Selected Other Data at Yearend
2010 2009 2008 2007 2006
Regulatory Capital Ratio (8)  8.95 7.60 4.21 4.30 4.44
Duration Gap (in months) 1 4 3 2 1
  1. Effective January 1, 2008, the Bank changed its accounting policy to offset fair value amounts for cash collateral against fair value amounts recognized for derivative instruments executed with the same counterparty. The Bank recognized the effects as a change in accounting principle through retrospective application for all prior periods presented.
  2. Investments consist of Federal funds sold, trading securities, available-for-sale securities, held-to-maturity securities, securities purchased under agreements to resell, and loans to other Federal Home Loan Banks (FHLBanks).

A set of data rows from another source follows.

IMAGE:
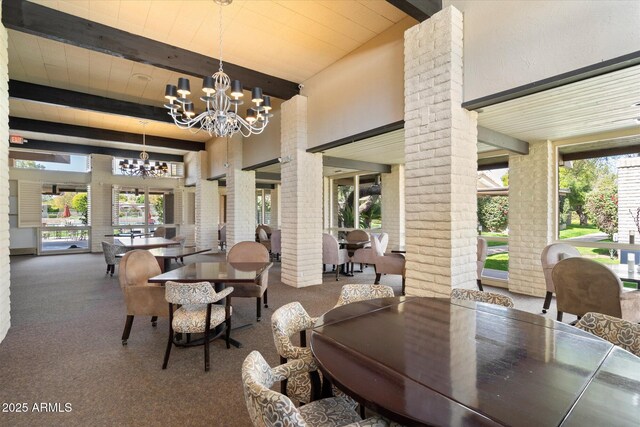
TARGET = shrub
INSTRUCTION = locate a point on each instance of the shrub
(493, 213)
(602, 208)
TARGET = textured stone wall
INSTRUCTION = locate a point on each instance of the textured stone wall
(5, 271)
(531, 219)
(393, 210)
(440, 159)
(301, 194)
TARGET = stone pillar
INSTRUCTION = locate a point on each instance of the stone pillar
(393, 210)
(241, 197)
(301, 200)
(628, 198)
(5, 271)
(441, 160)
(532, 198)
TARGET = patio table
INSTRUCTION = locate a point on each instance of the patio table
(434, 361)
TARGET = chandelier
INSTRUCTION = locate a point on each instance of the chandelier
(220, 117)
(143, 167)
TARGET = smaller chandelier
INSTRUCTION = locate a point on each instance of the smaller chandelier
(221, 117)
(143, 167)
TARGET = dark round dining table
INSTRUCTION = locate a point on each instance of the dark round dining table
(430, 361)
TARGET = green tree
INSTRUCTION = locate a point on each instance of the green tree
(493, 212)
(80, 203)
(602, 208)
(581, 179)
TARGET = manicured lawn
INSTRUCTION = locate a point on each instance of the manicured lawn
(577, 231)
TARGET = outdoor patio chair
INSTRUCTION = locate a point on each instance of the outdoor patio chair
(355, 293)
(110, 250)
(332, 254)
(197, 313)
(481, 296)
(160, 232)
(141, 297)
(276, 244)
(551, 254)
(388, 263)
(617, 331)
(251, 252)
(269, 408)
(483, 250)
(264, 239)
(583, 285)
(367, 255)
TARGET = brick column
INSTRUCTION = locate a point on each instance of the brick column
(241, 196)
(5, 271)
(441, 160)
(301, 200)
(393, 210)
(531, 216)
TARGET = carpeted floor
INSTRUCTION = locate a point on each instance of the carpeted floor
(64, 347)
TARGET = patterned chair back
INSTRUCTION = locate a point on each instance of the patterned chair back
(480, 296)
(286, 321)
(618, 332)
(267, 407)
(355, 293)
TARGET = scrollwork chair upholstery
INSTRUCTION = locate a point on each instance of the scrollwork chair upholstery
(332, 254)
(355, 293)
(269, 408)
(617, 331)
(141, 297)
(551, 255)
(481, 296)
(110, 251)
(197, 313)
(583, 285)
(251, 252)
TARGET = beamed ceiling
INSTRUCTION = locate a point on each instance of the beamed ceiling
(104, 64)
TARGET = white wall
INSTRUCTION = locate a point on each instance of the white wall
(511, 43)
(362, 91)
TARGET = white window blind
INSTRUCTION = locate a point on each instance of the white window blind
(29, 204)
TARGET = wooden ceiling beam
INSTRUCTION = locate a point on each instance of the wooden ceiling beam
(16, 124)
(41, 21)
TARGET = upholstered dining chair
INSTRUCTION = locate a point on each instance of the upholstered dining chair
(483, 250)
(367, 255)
(387, 263)
(264, 239)
(355, 293)
(481, 296)
(286, 321)
(583, 285)
(141, 297)
(196, 314)
(617, 331)
(110, 250)
(551, 255)
(332, 254)
(276, 244)
(160, 232)
(251, 252)
(269, 408)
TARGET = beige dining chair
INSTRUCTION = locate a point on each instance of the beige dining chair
(141, 297)
(197, 313)
(268, 407)
(251, 252)
(550, 256)
(583, 285)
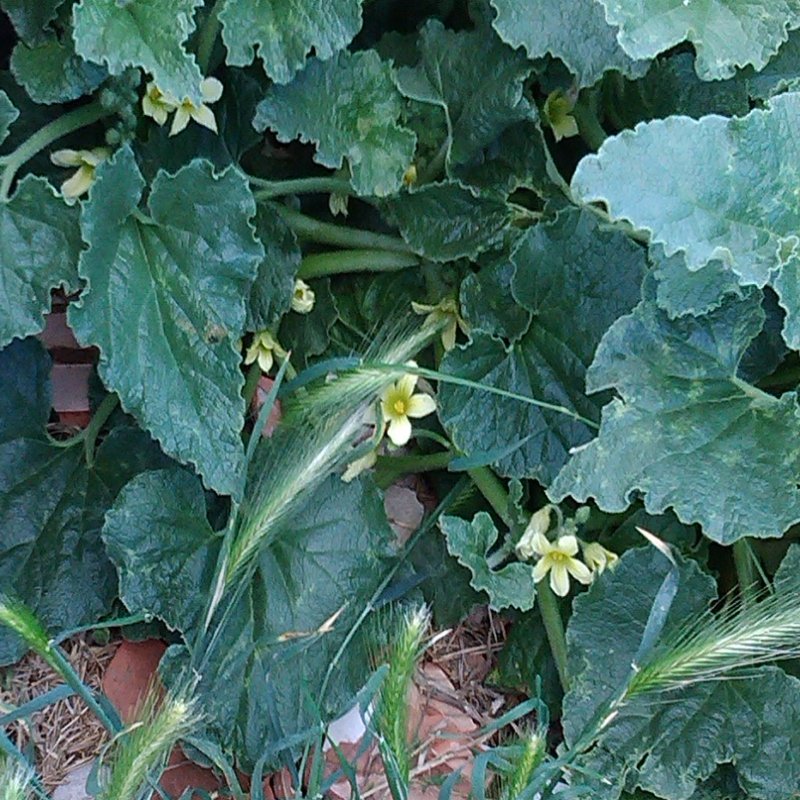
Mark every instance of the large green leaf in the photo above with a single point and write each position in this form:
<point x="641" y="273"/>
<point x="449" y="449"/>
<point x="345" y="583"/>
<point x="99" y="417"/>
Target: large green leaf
<point x="51" y="72"/>
<point x="691" y="184"/>
<point x="52" y="503"/>
<point x="166" y="305"/>
<point x="668" y="744"/>
<point x="480" y="97"/>
<point x="41" y="244"/>
<point x="472" y="543"/>
<point x="272" y="289"/>
<point x="286" y="31"/>
<point x="725" y="33"/>
<point x="561" y="279"/>
<point x="445" y="221"/>
<point x="688" y="432"/>
<point x="682" y="291"/>
<point x="671" y="86"/>
<point x="264" y="673"/>
<point x="485" y="297"/>
<point x="782" y="72"/>
<point x="575" y="31"/>
<point x="349" y="107"/>
<point x="141" y="33"/>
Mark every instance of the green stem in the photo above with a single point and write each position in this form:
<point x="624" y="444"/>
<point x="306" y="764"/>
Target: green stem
<point x="318" y="265"/>
<point x="104" y="411"/>
<point x="72" y="680"/>
<point x="207" y="37"/>
<point x="328" y="233"/>
<point x="320" y="185"/>
<point x="745" y="568"/>
<point x="554" y="628"/>
<point x="589" y="126"/>
<point x="65" y="124"/>
<point x="251" y="384"/>
<point x="492" y="488"/>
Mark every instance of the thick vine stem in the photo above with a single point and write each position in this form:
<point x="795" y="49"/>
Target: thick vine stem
<point x="65" y="124"/>
<point x="104" y="411"/>
<point x="327" y="233"/>
<point x="340" y="262"/>
<point x="320" y="185"/>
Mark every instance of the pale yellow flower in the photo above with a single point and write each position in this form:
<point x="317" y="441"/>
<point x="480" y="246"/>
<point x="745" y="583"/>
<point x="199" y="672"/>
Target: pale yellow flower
<point x="156" y="104"/>
<point x="400" y="405"/>
<point x="598" y="557"/>
<point x="264" y="349"/>
<point x="86" y="161"/>
<point x="186" y="110"/>
<point x="558" y="558"/>
<point x="446" y="311"/>
<point x="303" y="297"/>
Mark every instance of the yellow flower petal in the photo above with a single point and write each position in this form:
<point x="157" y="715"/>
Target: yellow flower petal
<point x="265" y="360"/>
<point x="79" y="183"/>
<point x="420" y="405"/>
<point x="204" y="116"/>
<point x="541" y="545"/>
<point x="66" y="158"/>
<point x="180" y="120"/>
<point x="559" y="580"/>
<point x="211" y="89"/>
<point x="579" y="571"/>
<point x="406" y="385"/>
<point x="568" y="545"/>
<point x="399" y="430"/>
<point x="541" y="569"/>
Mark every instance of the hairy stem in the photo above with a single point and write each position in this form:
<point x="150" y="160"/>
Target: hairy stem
<point x="339" y="262"/>
<point x="327" y="233"/>
<point x="65" y="124"/>
<point x="320" y="185"/>
<point x="554" y="628"/>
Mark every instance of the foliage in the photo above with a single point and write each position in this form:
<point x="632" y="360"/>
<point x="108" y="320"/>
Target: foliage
<point x="573" y="226"/>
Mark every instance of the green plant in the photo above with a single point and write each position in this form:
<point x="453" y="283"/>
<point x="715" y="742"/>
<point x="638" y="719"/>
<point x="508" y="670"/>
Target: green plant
<point x="575" y="243"/>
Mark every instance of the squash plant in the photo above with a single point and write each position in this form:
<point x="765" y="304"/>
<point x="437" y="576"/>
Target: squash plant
<point x="544" y="250"/>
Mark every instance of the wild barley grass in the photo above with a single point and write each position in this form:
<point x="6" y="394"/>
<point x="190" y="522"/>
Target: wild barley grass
<point x="715" y="644"/>
<point x="533" y="749"/>
<point x="142" y="749"/>
<point x="404" y="651"/>
<point x="319" y="434"/>
<point x="17" y="616"/>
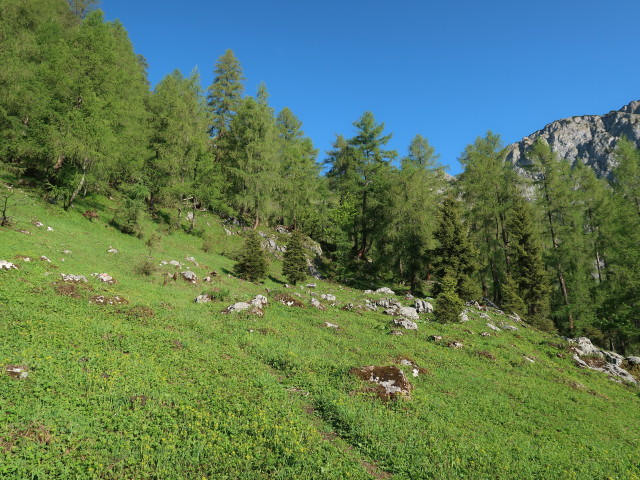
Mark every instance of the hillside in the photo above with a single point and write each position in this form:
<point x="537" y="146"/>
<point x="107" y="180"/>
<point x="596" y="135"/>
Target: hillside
<point x="590" y="139"/>
<point x="158" y="386"/>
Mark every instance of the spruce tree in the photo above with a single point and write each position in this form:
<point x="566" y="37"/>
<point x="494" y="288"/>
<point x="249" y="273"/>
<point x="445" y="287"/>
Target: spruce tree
<point x="529" y="279"/>
<point x="511" y="300"/>
<point x="294" y="267"/>
<point x="448" y="304"/>
<point x="252" y="263"/>
<point x="455" y="255"/>
<point x="225" y="93"/>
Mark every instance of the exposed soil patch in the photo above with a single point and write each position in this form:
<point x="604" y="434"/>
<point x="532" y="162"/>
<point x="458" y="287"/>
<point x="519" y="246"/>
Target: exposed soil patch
<point x="485" y="354"/>
<point x="73" y="290"/>
<point x="140" y="312"/>
<point x="288" y="300"/>
<point x="104" y="300"/>
<point x="390" y="382"/>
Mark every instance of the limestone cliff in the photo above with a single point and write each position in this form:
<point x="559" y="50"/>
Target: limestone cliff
<point x="590" y="139"/>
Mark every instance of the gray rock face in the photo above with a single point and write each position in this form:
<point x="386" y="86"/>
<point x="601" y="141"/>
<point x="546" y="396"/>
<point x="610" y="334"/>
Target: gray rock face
<point x="407" y="324"/>
<point x="6" y="265"/>
<point x="590" y="139"/>
<point x="422" y="306"/>
<point x="587" y="355"/>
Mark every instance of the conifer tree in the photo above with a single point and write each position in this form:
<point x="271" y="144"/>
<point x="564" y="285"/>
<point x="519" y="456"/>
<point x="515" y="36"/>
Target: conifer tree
<point x="294" y="266"/>
<point x="511" y="300"/>
<point x="225" y="93"/>
<point x="527" y="266"/>
<point x="455" y="256"/>
<point x="252" y="263"/>
<point x="448" y="304"/>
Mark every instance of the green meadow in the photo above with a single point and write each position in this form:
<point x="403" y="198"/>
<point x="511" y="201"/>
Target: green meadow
<point x="157" y="386"/>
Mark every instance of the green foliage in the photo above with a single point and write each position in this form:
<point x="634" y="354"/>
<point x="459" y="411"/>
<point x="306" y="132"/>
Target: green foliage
<point x="454" y="255"/>
<point x="449" y="305"/>
<point x="225" y="93"/>
<point x="145" y="267"/>
<point x="252" y="263"/>
<point x="511" y="301"/>
<point x="294" y="266"/>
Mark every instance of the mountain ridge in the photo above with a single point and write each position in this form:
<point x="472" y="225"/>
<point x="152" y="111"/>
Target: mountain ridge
<point x="588" y="138"/>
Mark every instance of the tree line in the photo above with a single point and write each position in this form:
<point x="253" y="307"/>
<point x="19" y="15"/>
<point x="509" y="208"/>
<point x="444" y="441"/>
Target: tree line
<point x="555" y="245"/>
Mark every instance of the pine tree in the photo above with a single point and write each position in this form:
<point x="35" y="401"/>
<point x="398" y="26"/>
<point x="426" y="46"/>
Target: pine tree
<point x="455" y="256"/>
<point x="294" y="267"/>
<point x="528" y="275"/>
<point x="448" y="304"/>
<point x="225" y="93"/>
<point x="511" y="300"/>
<point x="252" y="263"/>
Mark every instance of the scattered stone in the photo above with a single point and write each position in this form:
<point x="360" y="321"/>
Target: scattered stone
<point x="288" y="300"/>
<point x="104" y="300"/>
<point x="6" y="265"/>
<point x="405" y="323"/>
<point x="587" y="355"/>
<point x="105" y="278"/>
<point x="422" y="306"/>
<point x="391" y="382"/>
<point x="19" y="372"/>
<point x="189" y="277"/>
<point x="237" y="307"/>
<point x="316" y="303"/>
<point x="203" y="299"/>
<point x="73" y="278"/>
<point x="485" y="354"/>
<point x="384" y="291"/>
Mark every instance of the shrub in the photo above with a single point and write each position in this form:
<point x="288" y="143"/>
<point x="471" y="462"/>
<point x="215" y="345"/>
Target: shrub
<point x="146" y="267"/>
<point x="294" y="267"/>
<point x="252" y="263"/>
<point x="448" y="305"/>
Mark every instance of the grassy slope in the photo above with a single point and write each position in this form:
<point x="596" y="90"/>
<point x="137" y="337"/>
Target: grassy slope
<point x="190" y="393"/>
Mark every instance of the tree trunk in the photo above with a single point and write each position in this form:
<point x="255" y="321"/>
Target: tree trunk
<point x="76" y="191"/>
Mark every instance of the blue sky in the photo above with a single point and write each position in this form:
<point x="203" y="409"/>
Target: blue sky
<point x="448" y="70"/>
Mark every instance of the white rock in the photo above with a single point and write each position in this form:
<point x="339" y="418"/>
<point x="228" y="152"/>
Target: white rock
<point x="5" y="265"/>
<point x="406" y="323"/>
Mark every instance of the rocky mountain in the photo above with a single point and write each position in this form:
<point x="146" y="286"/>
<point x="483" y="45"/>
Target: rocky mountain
<point x="590" y="139"/>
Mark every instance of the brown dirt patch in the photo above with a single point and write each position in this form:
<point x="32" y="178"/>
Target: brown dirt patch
<point x="288" y="300"/>
<point x="485" y="354"/>
<point x="389" y="382"/>
<point x="104" y="300"/>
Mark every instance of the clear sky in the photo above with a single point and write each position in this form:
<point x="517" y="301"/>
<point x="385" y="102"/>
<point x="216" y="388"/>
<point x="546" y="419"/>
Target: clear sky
<point x="448" y="70"/>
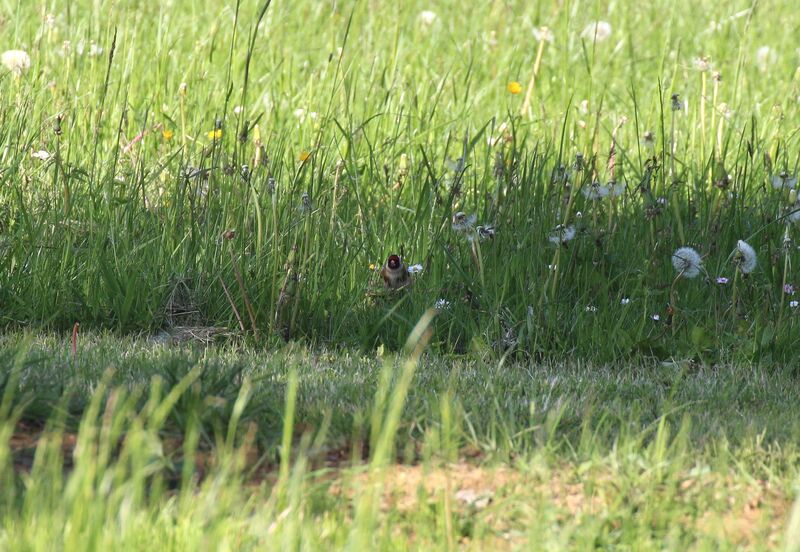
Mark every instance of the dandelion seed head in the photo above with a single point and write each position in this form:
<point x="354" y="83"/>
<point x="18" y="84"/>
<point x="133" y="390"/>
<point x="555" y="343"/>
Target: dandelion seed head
<point x="745" y="257"/>
<point x="687" y="262"/>
<point x="16" y="61"/>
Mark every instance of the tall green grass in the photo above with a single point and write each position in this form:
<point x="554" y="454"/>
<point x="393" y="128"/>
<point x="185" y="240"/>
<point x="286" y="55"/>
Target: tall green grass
<point x="110" y="231"/>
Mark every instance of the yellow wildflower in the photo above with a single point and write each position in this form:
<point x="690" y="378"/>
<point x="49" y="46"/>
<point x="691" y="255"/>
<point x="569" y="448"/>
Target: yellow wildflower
<point x="514" y="87"/>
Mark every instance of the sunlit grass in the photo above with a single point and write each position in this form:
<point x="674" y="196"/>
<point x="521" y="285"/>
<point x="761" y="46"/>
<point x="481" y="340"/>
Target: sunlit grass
<point x="598" y="205"/>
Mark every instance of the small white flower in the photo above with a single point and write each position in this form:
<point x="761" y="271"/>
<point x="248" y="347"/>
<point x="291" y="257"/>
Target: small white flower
<point x="765" y="56"/>
<point x="456" y="166"/>
<point x="649" y="140"/>
<point x="745" y="257"/>
<point x="597" y="32"/>
<point x="543" y="34"/>
<point x="794" y="212"/>
<point x="486" y="232"/>
<point x="702" y="64"/>
<point x="687" y="262"/>
<point x="95" y="50"/>
<point x="616" y="189"/>
<point x="562" y="234"/>
<point x="463" y="222"/>
<point x="16" y="61"/>
<point x="427" y="17"/>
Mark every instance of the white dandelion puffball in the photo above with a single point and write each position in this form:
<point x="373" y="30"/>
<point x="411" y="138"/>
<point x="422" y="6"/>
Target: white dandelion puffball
<point x="745" y="257"/>
<point x="16" y="61"/>
<point x="597" y="32"/>
<point x="427" y="17"/>
<point x="687" y="262"/>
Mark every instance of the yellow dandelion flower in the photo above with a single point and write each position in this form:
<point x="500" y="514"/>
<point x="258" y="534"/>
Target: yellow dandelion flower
<point x="514" y="87"/>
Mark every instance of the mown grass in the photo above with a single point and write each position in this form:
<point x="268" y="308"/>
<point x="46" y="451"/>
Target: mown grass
<point x="362" y="115"/>
<point x="225" y="449"/>
<point x="235" y="172"/>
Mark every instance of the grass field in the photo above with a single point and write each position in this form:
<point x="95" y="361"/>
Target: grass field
<point x="597" y="205"/>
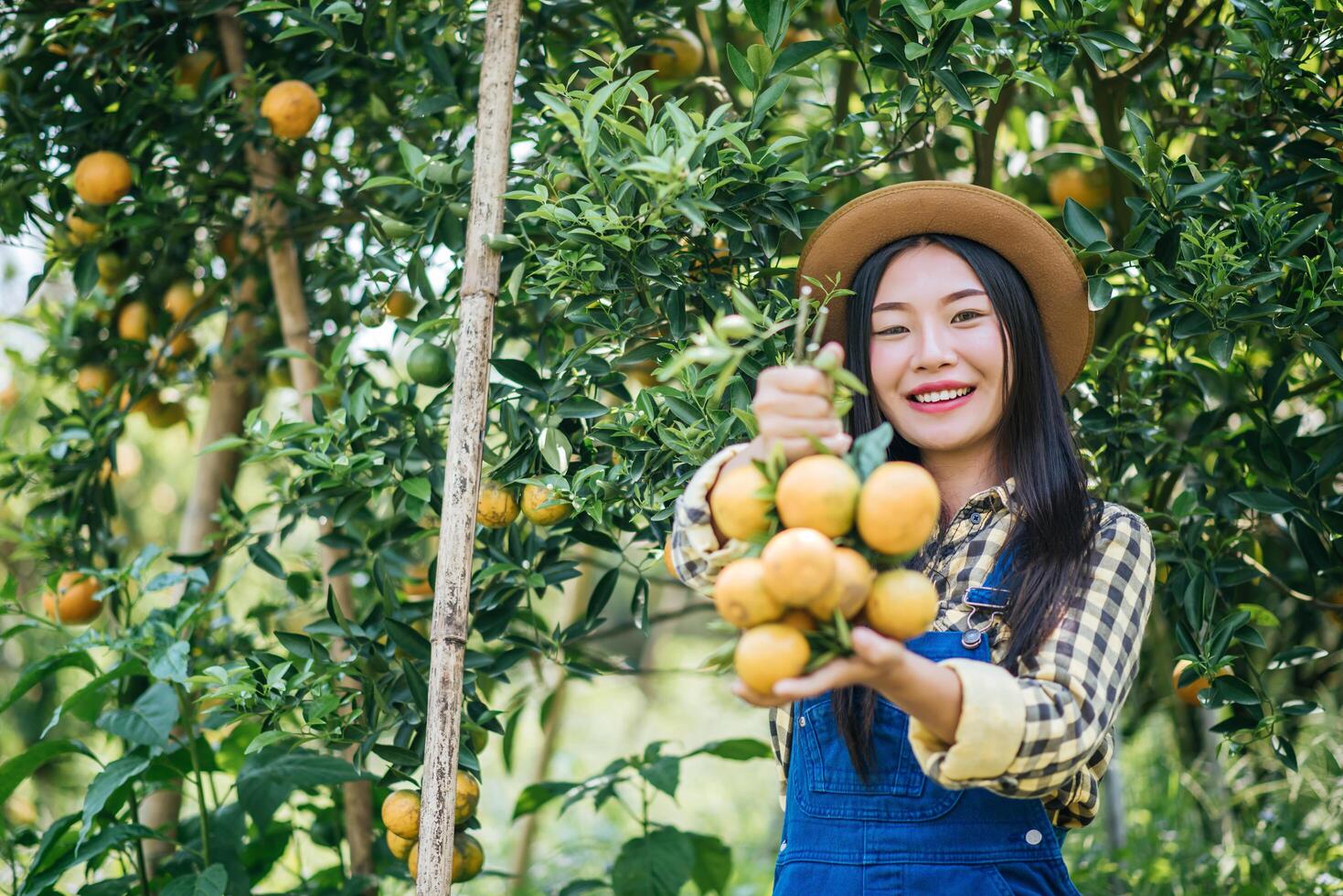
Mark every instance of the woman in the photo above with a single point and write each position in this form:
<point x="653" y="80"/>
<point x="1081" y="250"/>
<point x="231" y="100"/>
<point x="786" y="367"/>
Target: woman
<point x="953" y="763"/>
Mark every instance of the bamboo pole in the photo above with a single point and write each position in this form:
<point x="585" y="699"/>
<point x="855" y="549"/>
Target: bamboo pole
<point x="286" y="283"/>
<point x="463" y="477"/>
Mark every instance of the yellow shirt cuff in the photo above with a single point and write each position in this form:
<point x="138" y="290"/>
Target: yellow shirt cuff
<point x="991" y="727"/>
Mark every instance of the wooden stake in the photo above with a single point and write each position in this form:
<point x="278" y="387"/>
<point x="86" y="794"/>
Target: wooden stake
<point x="463" y="477"/>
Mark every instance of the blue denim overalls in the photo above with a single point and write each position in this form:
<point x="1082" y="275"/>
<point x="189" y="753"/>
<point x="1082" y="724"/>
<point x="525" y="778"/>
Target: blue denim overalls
<point x="902" y="833"/>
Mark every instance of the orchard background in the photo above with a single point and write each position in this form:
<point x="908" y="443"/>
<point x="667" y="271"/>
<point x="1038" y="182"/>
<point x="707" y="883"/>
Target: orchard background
<point x="254" y="680"/>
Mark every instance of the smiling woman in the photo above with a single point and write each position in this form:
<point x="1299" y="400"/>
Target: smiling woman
<point x="958" y="759"/>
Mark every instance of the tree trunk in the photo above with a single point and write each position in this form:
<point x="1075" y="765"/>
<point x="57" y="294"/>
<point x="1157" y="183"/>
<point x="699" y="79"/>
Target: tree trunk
<point x="229" y="400"/>
<point x="463" y="477"/>
<point x="288" y="285"/>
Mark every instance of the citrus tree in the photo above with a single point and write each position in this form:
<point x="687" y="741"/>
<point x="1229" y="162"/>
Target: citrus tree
<point x="255" y="217"/>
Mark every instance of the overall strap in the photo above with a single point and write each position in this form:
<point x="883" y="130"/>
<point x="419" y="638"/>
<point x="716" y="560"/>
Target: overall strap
<point x="991" y="598"/>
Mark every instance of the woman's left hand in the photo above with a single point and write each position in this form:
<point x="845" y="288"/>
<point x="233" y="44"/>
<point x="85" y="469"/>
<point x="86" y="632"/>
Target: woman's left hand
<point x="876" y="661"/>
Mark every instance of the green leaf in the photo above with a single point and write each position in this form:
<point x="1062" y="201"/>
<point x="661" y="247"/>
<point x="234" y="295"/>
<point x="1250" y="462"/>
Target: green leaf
<point x="212" y="881"/>
<point x="712" y="863"/>
<point x="1082" y="225"/>
<point x="269" y="776"/>
<point x="106" y="784"/>
<point x="655" y="865"/>
<point x="148" y="721"/>
<point x="39" y="753"/>
<point x="45" y="667"/>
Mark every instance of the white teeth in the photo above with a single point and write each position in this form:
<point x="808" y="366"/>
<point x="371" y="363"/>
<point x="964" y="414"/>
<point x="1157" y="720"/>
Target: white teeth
<point x="945" y="395"/>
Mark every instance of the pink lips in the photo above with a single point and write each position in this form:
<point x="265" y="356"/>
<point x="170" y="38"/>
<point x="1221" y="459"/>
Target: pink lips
<point x="938" y="407"/>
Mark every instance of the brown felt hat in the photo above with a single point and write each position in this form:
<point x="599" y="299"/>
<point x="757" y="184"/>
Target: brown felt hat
<point x="856" y="229"/>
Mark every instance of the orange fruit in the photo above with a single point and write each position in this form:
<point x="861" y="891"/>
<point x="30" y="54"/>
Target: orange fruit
<point x="1090" y="188"/>
<point x="675" y="55"/>
<point x="736" y="509"/>
<point x="102" y="177"/>
<point x="799" y="566"/>
<point x="898" y="508"/>
<point x="179" y="300"/>
<point x="400" y="847"/>
<point x="400" y="304"/>
<point x="533" y="496"/>
<point x="666" y="559"/>
<point x="799" y="620"/>
<point x="94" y="378"/>
<point x="418" y="583"/>
<point x="73" y="603"/>
<point x="467" y="856"/>
<point x="133" y="321"/>
<point x="80" y="231"/>
<point x="400" y="813"/>
<point x="1188" y="693"/>
<point x="496" y="507"/>
<point x="849" y="590"/>
<point x="770" y="653"/>
<point x="741" y="597"/>
<point x="818" y="492"/>
<point x="467" y="797"/>
<point x="291" y="108"/>
<point x="901" y="603"/>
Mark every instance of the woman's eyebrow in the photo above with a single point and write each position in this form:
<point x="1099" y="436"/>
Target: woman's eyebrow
<point x="950" y="297"/>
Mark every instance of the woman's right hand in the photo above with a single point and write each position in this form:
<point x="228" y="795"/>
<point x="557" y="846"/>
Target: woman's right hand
<point x="791" y="402"/>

  3. As provided by the FHLBank Act or regulations governing the operations of the FHLBanks, all of the FHLBanks have joint and several liability for FHLBank consolidated obligations, which are backed only by the financial resources of all 12 FHLBanks. The joint and several liability regulation authorizes the Finance Agency to require any FHLBank to repay all or a portion of the principal or interest on consolidated obligations for which another FHLBank is the primary obligor. The Bank has never been asked or required to repay the principal or interest on any consolidated obligation on behalf of another FHLBank, and as of December 31, 2010, and through the filing date of this report, does not believe that it is probable that it will be asked to do so. The par amount of the outstanding consolidated obligations of all 12 FHLBanks at the dates indicated was as follows:

    Yearend                  Par Amount
    (In millions)
    2010 $796,374
    2009 930,617
    2008 1,251,542
    2007 1,189,706
    2006 951,990

  4. During 2008, 2009, and 2010, a number of members were placed into receivership or merged with nonmember institutions, including three large members. IndyMac Bank, F.S.B., and Washington Mutual Bank were placed into receivership during 2008, and Wachovia Mortgage, FSB, merged into Wells Fargo Bank, N.A., a nonmember institution, in 2009. The Bank reclassified the capital stock of these institutions from Class B capital stock to mandatorily redeemable capital stock (a liability).
  5. Net interest margin is net interest income divided by average interest-earning assets.
  6. On February 22, 2011, the Bank's Board of Directors declared a cash dividend for the fourth quarter of 2010 at an annualized dividend rate of 0.29%, which was recorded and paid during the first quarter of 2011.
  7. This ratio is calculated as dividends per share divided by net income per share.
  8. This ratio is calculated as regulatory capital divided by total assets. Regulatory capital includes mandatorily redeemable capital stock (which is classified as a liability) and excludes accumulated other comprehensive income.